In 1778, Hannah Lee Corbin wrote her brother Richard Henry to advocate for voting rights for women landowners. Richard Henry's response (dated March 17, 1778): "Perhaps 'twas thought rather out of character for Women to press into those tumultuous Assemblies of Men where the business of choosing Representatives is conducted."
Tuesday, August 17, 2010
You've heard already about the preservation work currently in progress, and the planning for educational hands-on and classroom space that will open in the east building in the coming months. But remember I mentioned that there are two buildings? What about the west building (the one closest to the Great House, pictured above)? In October 2010 we'll be revealing a brand new exhibit space in this structure. Designers are putting the finishing touches on the text and graphic panels. I'm working feverishly on lists of museum objects and appropriate reproduction objects to furnish the two lower-level rooms (the building is a double quarter for two families, with main living rooms below and attic lofts above). And Sarah, our collections manager, is getting dirty this week as she tries to safely clean and move the historic furnishings out of the spaces and into storage.

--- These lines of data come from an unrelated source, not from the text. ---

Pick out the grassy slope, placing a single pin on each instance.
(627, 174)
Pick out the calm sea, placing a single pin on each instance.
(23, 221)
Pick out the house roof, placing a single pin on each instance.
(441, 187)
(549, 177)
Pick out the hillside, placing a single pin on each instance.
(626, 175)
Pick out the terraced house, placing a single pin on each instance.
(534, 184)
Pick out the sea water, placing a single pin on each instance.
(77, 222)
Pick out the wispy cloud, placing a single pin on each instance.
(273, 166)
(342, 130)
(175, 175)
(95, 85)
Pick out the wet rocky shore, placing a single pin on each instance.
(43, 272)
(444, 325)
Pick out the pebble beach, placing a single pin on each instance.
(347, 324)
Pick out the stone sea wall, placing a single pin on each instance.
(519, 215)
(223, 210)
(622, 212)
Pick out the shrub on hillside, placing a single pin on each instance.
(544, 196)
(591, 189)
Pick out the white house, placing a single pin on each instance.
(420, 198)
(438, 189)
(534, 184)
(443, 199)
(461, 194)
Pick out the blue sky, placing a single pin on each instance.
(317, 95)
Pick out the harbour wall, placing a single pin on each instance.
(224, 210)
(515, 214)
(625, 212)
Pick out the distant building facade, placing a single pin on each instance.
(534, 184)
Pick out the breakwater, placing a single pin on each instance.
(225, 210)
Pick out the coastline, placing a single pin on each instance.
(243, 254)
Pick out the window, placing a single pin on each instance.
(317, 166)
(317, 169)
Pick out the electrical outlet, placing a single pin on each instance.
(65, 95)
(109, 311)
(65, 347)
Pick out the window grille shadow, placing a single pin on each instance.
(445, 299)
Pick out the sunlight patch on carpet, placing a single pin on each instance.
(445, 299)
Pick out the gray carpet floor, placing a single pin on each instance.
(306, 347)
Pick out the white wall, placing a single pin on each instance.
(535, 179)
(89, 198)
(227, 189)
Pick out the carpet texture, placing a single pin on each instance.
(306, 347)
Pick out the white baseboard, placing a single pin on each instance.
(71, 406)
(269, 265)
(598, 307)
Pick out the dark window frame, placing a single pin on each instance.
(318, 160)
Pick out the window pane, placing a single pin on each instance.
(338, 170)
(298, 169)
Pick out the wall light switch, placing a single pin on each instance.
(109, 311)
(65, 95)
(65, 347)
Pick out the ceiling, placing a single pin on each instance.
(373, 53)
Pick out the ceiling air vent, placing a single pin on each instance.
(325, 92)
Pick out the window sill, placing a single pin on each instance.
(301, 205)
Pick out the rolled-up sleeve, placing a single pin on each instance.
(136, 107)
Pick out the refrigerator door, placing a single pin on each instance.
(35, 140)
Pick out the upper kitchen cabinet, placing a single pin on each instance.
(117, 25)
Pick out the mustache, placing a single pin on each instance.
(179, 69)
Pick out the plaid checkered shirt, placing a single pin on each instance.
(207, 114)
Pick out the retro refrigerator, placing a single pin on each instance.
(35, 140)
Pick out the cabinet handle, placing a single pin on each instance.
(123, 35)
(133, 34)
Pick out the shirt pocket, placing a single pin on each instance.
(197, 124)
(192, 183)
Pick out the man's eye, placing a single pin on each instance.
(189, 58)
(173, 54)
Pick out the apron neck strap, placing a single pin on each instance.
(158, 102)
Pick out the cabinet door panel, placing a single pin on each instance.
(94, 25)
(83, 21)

What will you see when we reopen the space in October? You will see two separate living spaces. One will house an enslaved gardener named Anthony (he appears in a 1776 inventory) and other skilled male workers. I am hesitant to call this a "bachelor" household, though. Slave women often worked as field laborers, so perhaps the single men living here had wives and children that they visited on Sundays and holidays at outlying farm quarters away from the Stratford home farm.
The other living space will be furnished to represent a female domestic family, specifically a woman named Nelly and her daughter Mary. Nelly and her child Mary appear in a 1776 estate inventory, and we find Mary again in a 1782 slave list with the descriptor "blind" after her name. What was life like for Mary? That's just one topic we'll touch upon in these new exhibits.
You'll also soon see on display fragments found in archeological digs in the area. We've included things like a stoneware and creamware dish fragments, a sewing needle, and a shell button. Artifacts that indicate that slaves were consumers. They purchased fashionable goods using money earned by raising and selling vegetables and other goods, or bartering their skills.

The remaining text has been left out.